Blandine Prévost et la directrice générale de la Maison Carpe Diem, Nicole Poirier.
Blandine Prévost et la directrice générale de la Maison Carpe Diem, Nicole Poirier.

Aide médicale à mourir: «n’allons pas trop vite»

TROIS-RIVIÈRES — Loin d’être contre l’idée de tenir une consultation publique sur la modification de la Loi concernant les soins de fin de vie, la directrice générale de la Maison Carpe Diem, Nicole Poirier, ne veut cependant pas que l’élargissement de la portée de cette législation se fasse trop rapidement, sans que toutes les questions relatives à ce dossier ne soient adressées et évaluées.

«Ce que je vois d’un bon œil, c’est que le gouvernement tienne une consultation. Mais n’allons pas trop vite. Il faut réfléchir, car il y a beaucoup d’enjeux. [...] On a senti beaucoup d’ouverture à réfléchir comme il le faut de la part de la ministre [de la Santé et des Services sociaux, Danielle McCann] et des députés présents lors du Forum national sur l’évolution de la Loi concernant les soins de fin de vie [lundi]. Ça nous a rassurés un peu. Mais il y avait des échanges au cours desquels il y avait moins de nuance», raconte Mme Poirier.

Parmi les points qui tracassent la dirigeante de l’établissement trifluvien accueillant des personnes souffrant d’Alzheimer – et qu’elle espère qui seront abordés de façon significative –, notons la possibilité qu’une personne recevant un diagnostic d’une maladie neurodégénérative comme l’Alzheimer puisse un jour avoir recours à l’aide médicale à mourir en signant des directives anticipées. Pour elle, il est important de penser à la réalité de ceux qui décident de continuer à vivre malgré la maladie, et ce, malgré le fardeau que cela représente pour leurs proches alors qu’il serait possible de les soulager de cette lourde responsabilité.
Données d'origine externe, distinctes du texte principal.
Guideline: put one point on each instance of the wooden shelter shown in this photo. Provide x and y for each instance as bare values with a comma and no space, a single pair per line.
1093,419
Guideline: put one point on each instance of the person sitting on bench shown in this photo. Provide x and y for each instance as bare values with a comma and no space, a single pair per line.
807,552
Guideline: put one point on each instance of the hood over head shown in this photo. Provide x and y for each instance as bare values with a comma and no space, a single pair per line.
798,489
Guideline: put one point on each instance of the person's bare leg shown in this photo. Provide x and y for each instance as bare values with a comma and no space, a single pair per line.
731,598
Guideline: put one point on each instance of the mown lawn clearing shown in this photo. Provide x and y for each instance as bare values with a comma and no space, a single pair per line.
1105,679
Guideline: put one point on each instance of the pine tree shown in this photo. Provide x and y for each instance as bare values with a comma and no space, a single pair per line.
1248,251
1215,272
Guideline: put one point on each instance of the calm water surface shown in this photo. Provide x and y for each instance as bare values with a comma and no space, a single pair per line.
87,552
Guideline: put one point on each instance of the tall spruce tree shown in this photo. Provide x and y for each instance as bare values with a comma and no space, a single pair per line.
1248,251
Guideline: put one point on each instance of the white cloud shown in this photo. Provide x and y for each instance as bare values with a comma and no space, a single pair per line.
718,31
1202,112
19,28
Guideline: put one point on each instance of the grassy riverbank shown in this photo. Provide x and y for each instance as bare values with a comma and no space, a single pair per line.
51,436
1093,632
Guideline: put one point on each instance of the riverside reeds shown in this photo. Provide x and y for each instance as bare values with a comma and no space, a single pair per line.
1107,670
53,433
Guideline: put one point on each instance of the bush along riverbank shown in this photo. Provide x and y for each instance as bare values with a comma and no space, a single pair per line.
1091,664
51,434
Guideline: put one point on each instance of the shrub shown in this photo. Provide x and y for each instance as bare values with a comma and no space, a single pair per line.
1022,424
«Ce que l’on réalise, c’est que ça semble simple d’écrire ses directives et que quelqu’un de confiance décidera d’enclencher le processus d’évaluation pour voir si la personne atteinte répond [aux directives établies préalablement]. En ouvrant cette porte, comment vont se sentir les personnes qui vont choisir de vivre?», se questionne Mme Poirier.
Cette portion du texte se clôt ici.